Luiz Diego Vidal Santos

Data de Publicação

14 de fevereiro de 2026

Estradas rurais não pavimentadas funcionam como superfícies impermeáveis lineares que interceptam a drenagem natural das encostas, concentram o escoamento superficial e descarregam volumes significativos de água e sedimentos diretamente sobre os terrenos adjacentes e os corpos hídricos a jusante.

Escavação de bacia de captação

Escavação de bacia de captação com retroescavadeira em margens de estrada rural

Montagem de bacia de captação

Montagem e acabamento de bacia de captação — compactação dos taludes e conexão com o sistema de drenagem

Esse processo erosivo, potencializado pela ausência de dispositivos de drenagem, constitui uma das principais fontes de degradação ambiental difusa em bacias hidrográficas rurais do Semiárido brasileiro. As bacias de captação (detention ponds ou barraginhas), escavadas nas margens dessas estradas, oferecem uma solução tecnicamente acessível e operacionalmente simples para romper esse ciclo, ao captar, armazenar temporariamente, infiltrar a água e reter os sedimentos transportados.

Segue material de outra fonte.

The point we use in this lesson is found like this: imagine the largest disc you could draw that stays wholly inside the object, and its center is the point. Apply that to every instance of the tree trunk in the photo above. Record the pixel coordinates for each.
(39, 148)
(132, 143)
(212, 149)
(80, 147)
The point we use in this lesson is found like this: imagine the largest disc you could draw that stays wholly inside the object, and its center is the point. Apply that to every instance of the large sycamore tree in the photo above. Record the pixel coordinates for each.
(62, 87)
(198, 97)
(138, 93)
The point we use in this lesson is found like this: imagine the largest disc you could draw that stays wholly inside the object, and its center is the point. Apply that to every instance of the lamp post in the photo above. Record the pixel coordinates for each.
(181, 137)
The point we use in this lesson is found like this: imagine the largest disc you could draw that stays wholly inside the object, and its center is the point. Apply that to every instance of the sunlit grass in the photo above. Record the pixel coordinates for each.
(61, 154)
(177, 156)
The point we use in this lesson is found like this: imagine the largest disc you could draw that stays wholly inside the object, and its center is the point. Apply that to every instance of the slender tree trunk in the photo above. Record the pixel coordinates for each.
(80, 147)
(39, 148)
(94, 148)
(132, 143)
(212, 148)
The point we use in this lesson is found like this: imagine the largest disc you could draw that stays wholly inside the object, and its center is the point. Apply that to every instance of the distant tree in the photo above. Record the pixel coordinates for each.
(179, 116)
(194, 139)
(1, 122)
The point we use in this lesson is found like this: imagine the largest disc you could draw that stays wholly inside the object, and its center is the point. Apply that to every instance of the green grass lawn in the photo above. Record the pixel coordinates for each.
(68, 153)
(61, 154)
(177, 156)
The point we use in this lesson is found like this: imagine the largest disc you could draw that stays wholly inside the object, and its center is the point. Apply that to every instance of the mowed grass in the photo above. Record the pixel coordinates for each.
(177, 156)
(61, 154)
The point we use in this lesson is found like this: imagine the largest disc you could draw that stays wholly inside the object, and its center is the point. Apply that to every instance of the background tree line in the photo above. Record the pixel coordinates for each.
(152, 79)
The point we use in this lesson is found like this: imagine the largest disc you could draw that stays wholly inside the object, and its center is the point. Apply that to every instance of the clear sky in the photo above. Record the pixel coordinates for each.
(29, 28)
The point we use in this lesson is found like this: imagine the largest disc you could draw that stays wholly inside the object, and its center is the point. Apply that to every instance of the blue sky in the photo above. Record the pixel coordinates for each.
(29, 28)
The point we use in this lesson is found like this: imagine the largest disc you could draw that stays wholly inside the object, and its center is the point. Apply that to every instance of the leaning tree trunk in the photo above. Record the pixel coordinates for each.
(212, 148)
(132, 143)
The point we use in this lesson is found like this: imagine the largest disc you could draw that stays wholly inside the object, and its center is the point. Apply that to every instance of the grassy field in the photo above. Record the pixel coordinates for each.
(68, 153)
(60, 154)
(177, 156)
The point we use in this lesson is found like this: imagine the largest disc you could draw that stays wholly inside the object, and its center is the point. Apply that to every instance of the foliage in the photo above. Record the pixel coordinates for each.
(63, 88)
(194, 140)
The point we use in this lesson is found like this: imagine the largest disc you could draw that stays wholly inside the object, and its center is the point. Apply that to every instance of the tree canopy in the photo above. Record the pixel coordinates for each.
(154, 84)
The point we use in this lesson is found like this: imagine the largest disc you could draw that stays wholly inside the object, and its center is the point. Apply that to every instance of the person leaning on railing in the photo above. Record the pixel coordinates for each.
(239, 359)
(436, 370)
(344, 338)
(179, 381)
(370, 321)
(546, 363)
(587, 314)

Mecanismo funcional e eficiência

O princípio operacional das bacias de captação fundamenta-se na criação de reservatórios escavados que interrompem o fluxo concentrado proveniente da estrada, reduzem a velocidade da água a valores próximos de zero e induzem a deposição gravitacional das partículas em suspensão. A eficiência de retenção de sedimentos situa-se entre 50 e 80% (Fiener, Auerswald & Weigand, 2005), dependendo do volume da bacia, da granulometria dos sedimentos e da frequência de manutenção. A água captada infiltra-se no perfil do solo ao longo do tempo, contribuindo para a recarga dos aquíferos e para a manutenção da disponibilidade hídrica na estação seca.

Bacia de captação cheia de água

Bacia de captação com acúmulo de água após evento de chuva

Bacia com água armazenada

Bacia armazenando água de escoamento superficial

Bacia cheia após chuva

Bacia cheia após precipitação intensa

No contexto da Equação Universal de Perda de Solo (EUPS), onde \(A = R \cdot K \cdot L \cdot S \cdot C \cdot P\), as bacias de captação atuam diretamente sobre dois fatores. A segmentação do comprimento de rampa reduz o fator \(L\) (comprimento de declive), e a interrupção do escoamento concentrado reduz o fator \(P\) (práticas conservacionistas), atenuando proporcionalmente a perda de solo estimada.

Dimensionamento e parâmetros de projeto

As dimensões típicas das bacias variam conforme a área de captação e o regime pluviométrico local. O comprimento oscila entre 3 e 8 m, a largura entre 2 e 4 m e a profundidade entre 1 e 2 m, resultando em volumes de armazenamento de 5 a 30 m³. A inclinação dos taludes internos é dimensionada na proporção de 1:1 a 1:1,5, e o volume de projeto é calculado por \(V_{bacia} = C \cdot i \cdot A_{drenagem} \cdot t\), onde \(C\) é o coeficiente de escoamento, \(i\) é a intensidade pluviométrica, \(A_{drenagem}\) é a área de contribuição e \(t\) é a duração do evento.

O espaçamento entre bacias consecutivas ao longo da estrada é determinado pela declividade longitudinal. Em terrenos planos (0 a 3%), o espaçamento varia de 80 a 120 m. Em declividades suaves (3 a 8%), reduz-se para 50 a 80 m. Em relevos ondulados (8 a 12%), o intervalo situa-se entre 30 e 50 m. Em declividades fortes (12 a 20%), o espaçamento cai para 20 a 30 m, e em terrenos montanhosos (acima de 20%), as bacias devem ser espaçadas de 15 a 20 m para interceptar adequadamente o escoamento concentrado.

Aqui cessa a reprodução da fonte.